Maribel se acercó a él con pasos lentos, silenciosos, los ojos muy abiertos, el rostro serio, concentrado, sin memoria alguna de la sonrisa que lo iluminaba hacía un momento, se sentó en el borde de la cama, y le miró de frente. Juan se volvió ligeramente hacia allí y empezó a desabrocharle la bata despacio, con las dos manos. En el primer botón, ella cerró los ojos. En el tercero, volvió a abrirlos. Cuando cayó el último, se desprendió de la tela con un movimiento de los hombros y terminó de desnudarse ella misma, con una habilidad, una rapidez sorprendentes. Quizás para compensarlas, se tumbó sobre la cama con una lentitud majestuosa y controlada, la complacida, indolente pasividad de una odalisca clásica, y mantuvo sus ojos fijos en los de Juan sin iniciar ningún movimiento, como si estuviera segura de que él sabría apreciar lo que estaba viendo. Ni siquiera se movió cuando una mano abierta empezó a deslizarse sobre su cuerpo, desde la clavícula hacia abajo primero, desde las rodillas hacia arriba después, perdiendo serenidad en cada milímetro de su piel de manzana recién lavada. Él reconocía su firmeza, la tensa elasticidad de aquella carne dura que sabía ablandarse bajo la presión de sus pulgares, y que extraía de su propia abundancia la ventaja de un cierto temblor aterciopelado, oceánico, en la base de los pechos, en las caderas redondas, en la mullida funda que, a la altura de sus riñones, desencadenaba la furia compacta y circular de un culo estupendo, más que estupendo, tan insoportablemente perfecto que lo sintió en el filo de los dientes mientras lo recorría con las yemas de los dedos.

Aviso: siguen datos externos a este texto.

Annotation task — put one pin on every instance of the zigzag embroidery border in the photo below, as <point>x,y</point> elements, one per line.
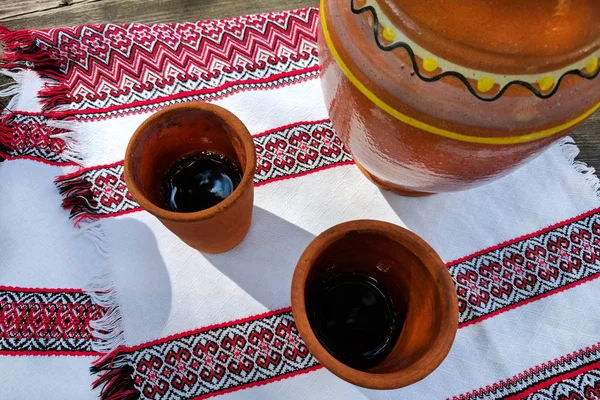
<point>111,66</point>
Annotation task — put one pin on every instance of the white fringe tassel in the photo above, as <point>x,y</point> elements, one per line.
<point>570,150</point>
<point>12,89</point>
<point>107,331</point>
<point>73,149</point>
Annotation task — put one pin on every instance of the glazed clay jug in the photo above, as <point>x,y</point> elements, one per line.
<point>436,96</point>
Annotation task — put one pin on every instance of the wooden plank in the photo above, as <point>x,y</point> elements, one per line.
<point>16,9</point>
<point>124,11</point>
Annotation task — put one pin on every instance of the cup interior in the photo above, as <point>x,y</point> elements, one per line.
<point>175,133</point>
<point>407,278</point>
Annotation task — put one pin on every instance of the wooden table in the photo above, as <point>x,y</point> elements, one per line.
<point>29,14</point>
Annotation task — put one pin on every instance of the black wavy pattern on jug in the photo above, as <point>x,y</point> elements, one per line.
<point>455,74</point>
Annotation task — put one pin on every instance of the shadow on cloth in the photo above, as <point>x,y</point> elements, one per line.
<point>141,278</point>
<point>263,264</point>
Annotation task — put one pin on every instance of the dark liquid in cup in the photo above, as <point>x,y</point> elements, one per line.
<point>199,181</point>
<point>355,318</point>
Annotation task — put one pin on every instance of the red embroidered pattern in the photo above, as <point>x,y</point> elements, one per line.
<point>46,321</point>
<point>574,376</point>
<point>527,269</point>
<point>218,359</point>
<point>212,360</point>
<point>289,151</point>
<point>116,65</point>
<point>30,137</point>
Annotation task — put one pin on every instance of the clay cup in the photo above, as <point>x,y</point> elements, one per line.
<point>181,130</point>
<point>413,274</point>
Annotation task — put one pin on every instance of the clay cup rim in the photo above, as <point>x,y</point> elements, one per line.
<point>237,128</point>
<point>431,358</point>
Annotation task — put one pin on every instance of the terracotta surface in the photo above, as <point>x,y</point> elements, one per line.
<point>411,271</point>
<point>181,130</point>
<point>499,129</point>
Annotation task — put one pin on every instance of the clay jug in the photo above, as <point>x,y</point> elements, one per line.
<point>436,96</point>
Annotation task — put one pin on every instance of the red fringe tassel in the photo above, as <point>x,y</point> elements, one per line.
<point>78,197</point>
<point>54,94</point>
<point>115,378</point>
<point>6,136</point>
<point>22,51</point>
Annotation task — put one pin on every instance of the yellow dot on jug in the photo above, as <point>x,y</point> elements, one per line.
<point>592,65</point>
<point>429,64</point>
<point>546,83</point>
<point>389,33</point>
<point>485,84</point>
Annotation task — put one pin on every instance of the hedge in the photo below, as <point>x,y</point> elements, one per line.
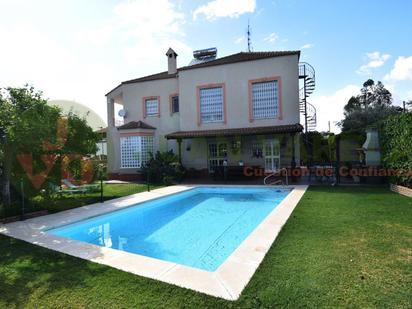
<point>396,145</point>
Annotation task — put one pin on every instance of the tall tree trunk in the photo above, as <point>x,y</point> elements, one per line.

Aquella mujer estaba llena de asas, y él no había decidido aún a qué par renunciar cuando metió la lengua en su boca para encontrar un sabor áspero y caliente, el sabor del aguardiente donde maceran las guindas, que es el sabor de las mujeres desnudas que saben exactamente lo que quieren.

Almudena Grandes, _Los aires difíciles_, Tusquets, Barcelona, 2002.